Too many connections
Each stream is configured to allow for a specified number of connections. This number is determined between you and your account manager, and is available in your account agreement. If you connect to your stream with more connections than are allowed, you will be force disconnected. Any extra connections are allowed for approximately one minute. If after one minute an extra connection exists, the most recent connection is forced disconnected. Allowing an extra connection for a minute enables the customer to, for example, spin up a new server and connect with it, then teardown a server that is being ‘retired.’
Client disconnects
A client disconnect is essentially any disconnection that occurs which isn’t initiated by our servers. There are many causes for this. Sometimes this could be caused by the code or the architecture of your application, but this often occurs when something in the internet or network layer cuts off the connection. This section provides a list of the most common causes for a client disconnects.
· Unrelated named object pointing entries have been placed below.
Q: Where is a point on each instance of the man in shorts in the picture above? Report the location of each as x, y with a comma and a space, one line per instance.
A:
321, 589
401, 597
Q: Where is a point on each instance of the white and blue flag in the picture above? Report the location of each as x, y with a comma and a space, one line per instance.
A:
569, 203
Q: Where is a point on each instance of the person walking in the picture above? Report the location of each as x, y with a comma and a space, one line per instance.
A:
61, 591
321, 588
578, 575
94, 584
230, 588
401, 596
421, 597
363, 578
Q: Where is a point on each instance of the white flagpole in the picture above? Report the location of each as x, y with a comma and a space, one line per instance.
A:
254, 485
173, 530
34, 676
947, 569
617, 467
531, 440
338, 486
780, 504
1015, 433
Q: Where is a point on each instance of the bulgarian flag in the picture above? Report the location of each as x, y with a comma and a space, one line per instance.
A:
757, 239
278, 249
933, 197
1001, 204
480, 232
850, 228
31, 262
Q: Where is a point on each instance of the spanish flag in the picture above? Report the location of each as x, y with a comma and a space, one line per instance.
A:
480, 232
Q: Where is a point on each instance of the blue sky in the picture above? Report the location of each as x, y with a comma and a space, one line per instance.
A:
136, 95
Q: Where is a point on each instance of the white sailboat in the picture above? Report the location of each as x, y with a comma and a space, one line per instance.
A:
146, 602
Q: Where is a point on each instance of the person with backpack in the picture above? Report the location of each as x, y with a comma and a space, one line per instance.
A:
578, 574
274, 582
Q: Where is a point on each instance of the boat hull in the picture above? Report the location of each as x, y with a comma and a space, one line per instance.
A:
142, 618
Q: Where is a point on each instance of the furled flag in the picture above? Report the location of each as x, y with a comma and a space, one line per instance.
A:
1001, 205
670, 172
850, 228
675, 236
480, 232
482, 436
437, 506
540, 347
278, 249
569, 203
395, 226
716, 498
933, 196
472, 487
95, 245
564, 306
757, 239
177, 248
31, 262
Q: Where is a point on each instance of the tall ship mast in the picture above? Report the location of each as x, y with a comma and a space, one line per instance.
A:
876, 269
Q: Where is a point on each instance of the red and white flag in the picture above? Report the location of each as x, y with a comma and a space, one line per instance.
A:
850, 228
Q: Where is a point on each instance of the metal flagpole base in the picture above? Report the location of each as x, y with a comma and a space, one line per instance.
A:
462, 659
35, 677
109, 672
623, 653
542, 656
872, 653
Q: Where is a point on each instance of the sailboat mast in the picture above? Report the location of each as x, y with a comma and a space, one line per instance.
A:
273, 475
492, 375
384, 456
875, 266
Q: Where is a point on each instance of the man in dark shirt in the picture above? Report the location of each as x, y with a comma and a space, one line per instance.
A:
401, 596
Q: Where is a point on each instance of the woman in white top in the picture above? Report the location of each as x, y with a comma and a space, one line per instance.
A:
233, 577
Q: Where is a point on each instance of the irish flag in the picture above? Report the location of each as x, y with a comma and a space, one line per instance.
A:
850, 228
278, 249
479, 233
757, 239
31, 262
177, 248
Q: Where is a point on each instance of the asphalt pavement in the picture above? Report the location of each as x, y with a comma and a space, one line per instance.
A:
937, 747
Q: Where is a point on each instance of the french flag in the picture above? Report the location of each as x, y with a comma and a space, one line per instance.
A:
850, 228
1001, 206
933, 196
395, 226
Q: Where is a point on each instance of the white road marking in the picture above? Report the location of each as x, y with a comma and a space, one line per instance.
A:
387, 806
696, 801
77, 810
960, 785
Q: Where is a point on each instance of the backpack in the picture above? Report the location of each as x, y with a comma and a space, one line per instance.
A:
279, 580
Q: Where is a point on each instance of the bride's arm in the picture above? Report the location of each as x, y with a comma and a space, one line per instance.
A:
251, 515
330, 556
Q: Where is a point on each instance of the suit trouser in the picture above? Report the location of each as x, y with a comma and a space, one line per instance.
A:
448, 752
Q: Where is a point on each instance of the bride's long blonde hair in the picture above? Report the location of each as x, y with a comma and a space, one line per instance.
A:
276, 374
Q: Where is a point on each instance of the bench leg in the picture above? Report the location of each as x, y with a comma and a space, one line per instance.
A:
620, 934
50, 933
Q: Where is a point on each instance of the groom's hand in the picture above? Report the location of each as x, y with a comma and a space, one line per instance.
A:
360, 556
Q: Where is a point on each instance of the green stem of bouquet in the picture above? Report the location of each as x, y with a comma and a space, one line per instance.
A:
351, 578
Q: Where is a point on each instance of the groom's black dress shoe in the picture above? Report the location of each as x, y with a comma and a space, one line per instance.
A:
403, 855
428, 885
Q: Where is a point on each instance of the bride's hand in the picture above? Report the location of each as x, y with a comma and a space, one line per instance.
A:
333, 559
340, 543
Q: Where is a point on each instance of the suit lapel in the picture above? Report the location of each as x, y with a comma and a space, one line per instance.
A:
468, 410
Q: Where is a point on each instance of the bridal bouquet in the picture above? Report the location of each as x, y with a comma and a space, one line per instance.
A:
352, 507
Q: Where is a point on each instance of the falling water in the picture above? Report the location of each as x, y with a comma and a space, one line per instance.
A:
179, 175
Issues at the network layer
Routing issues at the networking level can cause disconnects. For example, a Border Gateway Protocol (BGP) update can go awry, and clients can disconnect as routers fail to keep up with the sudden additional load put on them when a route fails. As network operators cooperate to reroute traffic, you may notice a pattern of disconnects for some time.
Firewall configuration
Clients may have firewalls set up with session limits that cut off the connections after a certain amount of time, which they need to create exceptions for. From our side, our servers just see the connection close, so we don’t have a way to see whether it was closed by the proactive actions of your app, or just something related to the internet connection between your client and the X servers.
Data burst and packet loss
Clients should be designed to handle spikes in the volume of Posts received. If a client is slow to consume a stream, it will receive a full buffer disconnect. However, there are situations where the client is not able to handle a sudden surge in volume (for example, after significant rule activity) which will cause the client to drop packets. When this happens, you may notice the client resetting a TCP/IP connection. In certain cases, the connection is terminated correctly and cleanly; however, there may be situations where the underlying networking layer doesn't close the socket properly, or does so after a set delay. In your dashboard, this event will be reported as a client disconnect. In such cases, clients must be sized to handle multiple times the average Post volume. It can be beneficial to examine the network traffic to detect any pattern that leads the client to drop packets.
Failure to reconnect after a disconnection
Occasionally, some customers have trouble reconnecting to their stream after they’ve terminated a connection. Assuming there are no operational issues posted on our Status Page, one reason might be that something within your code is keeping the connection alive. In these scenarios, we see something in the layer outside of your app persisting, because the connection wasn’t properly terminated. Generally we see similar behavior when the HTTP client portion of the code isn’t getting proactively closed. It might also be that there is simply some network latency or delay set at the configuration level preventing the request from going through.